Some things are so poignant they’ll be etched in your heart forever, but those are the exceptions.
It’s in the smaller, repeated bits and pieces of your life that patterns are revealed. Patterns that help you see your past with clarity, and can give direction to your future.
Writing a few lines about my lived experience almost every day has given me perspective I don’t think I’d have gained any other way. It’s super cool to look back on, and I think you will benefit from doing it too.
In this article, I’m going to tell you about my analog and digital adventures with summarising my life, including how to keep a plain text 5-year diary that almost writes itself.
Patterns and lessons from 5 years of walking the talk
I’m on year 5 of my first 5-year diary. You can tell I’m a convert because the next diary is purchased and ready to go, and because I consider it worth the time to write about.
Looking back over the pages of my diary, here are some things I notice.
That accountant I was annoyed with? The same time the following year, she had passed away. Life comes, life goes. Be nice.

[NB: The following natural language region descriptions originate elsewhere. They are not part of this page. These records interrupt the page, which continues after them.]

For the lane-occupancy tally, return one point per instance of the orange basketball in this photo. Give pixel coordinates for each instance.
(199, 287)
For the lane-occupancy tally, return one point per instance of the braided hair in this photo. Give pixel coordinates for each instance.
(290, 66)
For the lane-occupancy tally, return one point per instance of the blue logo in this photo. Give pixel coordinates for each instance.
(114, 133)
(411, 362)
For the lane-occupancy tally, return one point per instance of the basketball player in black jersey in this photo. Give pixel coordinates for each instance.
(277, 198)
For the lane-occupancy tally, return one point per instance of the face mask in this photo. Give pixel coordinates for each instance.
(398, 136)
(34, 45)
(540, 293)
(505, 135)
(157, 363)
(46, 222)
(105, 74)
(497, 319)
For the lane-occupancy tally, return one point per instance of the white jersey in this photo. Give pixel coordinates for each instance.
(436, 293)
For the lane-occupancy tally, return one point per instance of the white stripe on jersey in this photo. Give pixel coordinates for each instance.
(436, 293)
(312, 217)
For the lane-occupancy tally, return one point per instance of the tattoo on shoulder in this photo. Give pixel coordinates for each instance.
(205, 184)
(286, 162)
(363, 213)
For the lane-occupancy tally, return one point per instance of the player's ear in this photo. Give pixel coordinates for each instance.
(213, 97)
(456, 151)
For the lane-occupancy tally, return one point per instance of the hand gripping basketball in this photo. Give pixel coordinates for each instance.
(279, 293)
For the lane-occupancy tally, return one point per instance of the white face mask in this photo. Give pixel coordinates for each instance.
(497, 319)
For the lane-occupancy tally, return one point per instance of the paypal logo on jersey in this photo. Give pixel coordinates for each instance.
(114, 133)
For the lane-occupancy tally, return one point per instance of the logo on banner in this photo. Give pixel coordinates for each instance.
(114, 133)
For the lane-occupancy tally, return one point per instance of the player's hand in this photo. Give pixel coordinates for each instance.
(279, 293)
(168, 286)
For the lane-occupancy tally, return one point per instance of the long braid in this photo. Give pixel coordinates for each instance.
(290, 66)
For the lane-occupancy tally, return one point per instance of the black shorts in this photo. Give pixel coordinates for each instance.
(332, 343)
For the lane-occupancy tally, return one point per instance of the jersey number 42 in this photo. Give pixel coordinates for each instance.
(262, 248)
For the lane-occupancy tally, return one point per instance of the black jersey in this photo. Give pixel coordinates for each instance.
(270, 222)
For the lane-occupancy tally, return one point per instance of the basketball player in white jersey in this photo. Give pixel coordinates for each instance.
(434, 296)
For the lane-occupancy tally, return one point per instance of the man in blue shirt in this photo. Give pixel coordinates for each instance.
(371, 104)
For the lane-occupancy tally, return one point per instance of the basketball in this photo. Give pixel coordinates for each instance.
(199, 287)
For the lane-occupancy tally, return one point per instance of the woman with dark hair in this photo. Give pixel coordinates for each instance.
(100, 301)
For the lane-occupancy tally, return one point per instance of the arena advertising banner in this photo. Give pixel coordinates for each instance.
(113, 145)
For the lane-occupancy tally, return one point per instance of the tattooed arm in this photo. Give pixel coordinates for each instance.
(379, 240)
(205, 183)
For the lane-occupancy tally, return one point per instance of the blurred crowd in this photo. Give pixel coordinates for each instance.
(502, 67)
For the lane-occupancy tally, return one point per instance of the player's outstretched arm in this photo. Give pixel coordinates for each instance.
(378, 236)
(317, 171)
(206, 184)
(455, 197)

It seems I’m remarkably, repeatedly grateful for clean sheets to sleep in. Ordinary things can be a delight when they’re given the right amount of care and attention.
My family aren’t perfect, but they are preciously wonderful even when things aren’t going well. There’s no one more important than family and friends.
I have a little more weight to trim down now, in year 5, than I believed I did in year 1, but I’m less stressed about it today than I was then. Looking back helps me see choices and consequences unencumbered by feelings of shame. It’s okay that some things are hard to conquer.
That thing I was so excited about buying? Two years later I gave it away. Stuff doesn’t solve deeper problems. Life isn’t about the things we accumulate.
Regrets: things I wish I’d written more about
There’s value in life’s mundane details, even in reading what I made for family dinner three years ago, but I really wish I’d written more about my reactions, feelings, struggles—about the things I found hard, and what I did to overcome them.